Primera sorpresa: la que más ha envejecido es La forja, justo la que mejor recordaba, y la que más me gustó entonces, probablemente porque al ser la primera fue la que marcó decisivamente los otros dos tomos. Pero hoy es la que más enseña los afeites y esas torpezas narrativas que tanto le han reprochado a Barea. Habla un niño de pocos años y no sólo emite juicios y da informaciones imposibles para su edad sino que a ratos redondea la (mala) faena remedando la forma de razonar infantil. No creo que le hubiese costado mucho empezar diciendo: "Hola, me llamo Arturo Barea, tengo casi cincuenta años y me propongo relatar mi vida de forma novelada, empezando por mi niñez". O lo que sea, con tal de no adoptar el tono del adulto que hace como que habla un niño.
Más grave me parece el punto de vista moral que adopta el narrador ante las diversas situaciones y circunstancias que se le presentan, algunas tan graves como la injusticia social de la época; la corrupción generalizada del Ejército en África; el clima social que se creó en España y que condujo inevitablemente a la Guerra Civil, o muchos de los episodios que le tocaron vivir durante la guerra, empezando por su propio oficio de censor. Muchas veces da la sensación de que Arturo Barea está convencido de que basta la mera denuncia, es decir, la descripción "objetiva" de una conducta reprobable, para que ésta quede condenada y maldita, hecho lo cual uno puede seguir adelante con su vida con la conciencia tranquila. Como si dijera: "Bastante hago con dejar constancia del desaguisado. ¿Acaso esperas de mí, maldito lector, que encima empeñe mi vida en resolverlo?"
Ni qué decir tiene que la respuesta a esa pregunta es uno de los fundamentos de la Tragedia. Y mira tú si les dio para escribir obras que todavía hoy dan respuestas a las calamidades que nos afligen.

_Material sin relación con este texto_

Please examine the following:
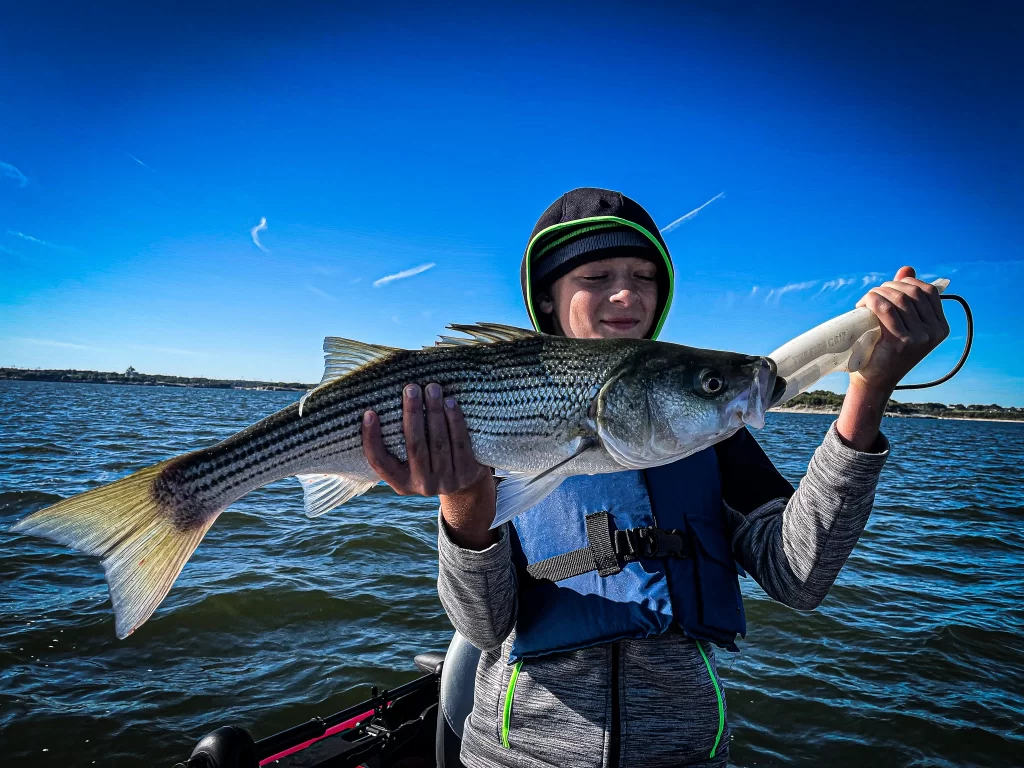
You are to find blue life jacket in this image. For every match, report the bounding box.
[509,449,746,664]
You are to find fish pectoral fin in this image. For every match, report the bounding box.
[434,323,540,347]
[490,471,567,528]
[295,474,377,517]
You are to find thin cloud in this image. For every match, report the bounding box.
[7,229,68,250]
[0,163,29,189]
[305,283,334,301]
[660,191,725,234]
[374,261,437,288]
[14,336,109,352]
[815,278,857,295]
[249,216,270,253]
[765,280,818,304]
[860,272,886,288]
[125,152,156,173]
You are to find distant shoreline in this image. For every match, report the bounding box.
[768,406,1024,424]
[0,368,1024,422]
[0,368,313,392]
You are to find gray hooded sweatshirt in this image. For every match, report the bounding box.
[437,424,889,768]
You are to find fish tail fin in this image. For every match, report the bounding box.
[10,460,220,639]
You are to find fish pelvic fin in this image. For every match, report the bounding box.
[295,474,378,517]
[10,462,219,640]
[490,472,567,528]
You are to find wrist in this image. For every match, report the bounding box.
[836,374,892,453]
[439,473,498,550]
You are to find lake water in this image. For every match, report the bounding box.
[0,382,1024,766]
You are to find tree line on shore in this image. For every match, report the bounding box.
[778,389,1024,421]
[0,368,1024,421]
[0,368,310,391]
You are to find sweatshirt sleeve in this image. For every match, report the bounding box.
[437,515,518,650]
[726,423,889,610]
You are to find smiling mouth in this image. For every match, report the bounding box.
[601,317,640,328]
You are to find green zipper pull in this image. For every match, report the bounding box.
[502,660,522,750]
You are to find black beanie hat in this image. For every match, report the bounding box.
[520,187,674,339]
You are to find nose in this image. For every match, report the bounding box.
[610,281,637,306]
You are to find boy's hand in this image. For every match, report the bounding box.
[362,384,497,549]
[836,266,949,451]
[850,266,949,399]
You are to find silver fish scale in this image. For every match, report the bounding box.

Y a pesar de todo ello, o por volver a la pregunta de si merece la pena despacharse mil quinientas páginas, etc., la respuesta es sí. Radicalmente, si. Y cuando logras hacer lo que se espera que haga todo lector, es decir, dejarse de historias y meterse de lleno en la historia, la novela se lee maravillosamente y puede decirse que muchas de sus páginas están a la altura de las mejores páginas de Baroja o Sender. Por lo menos.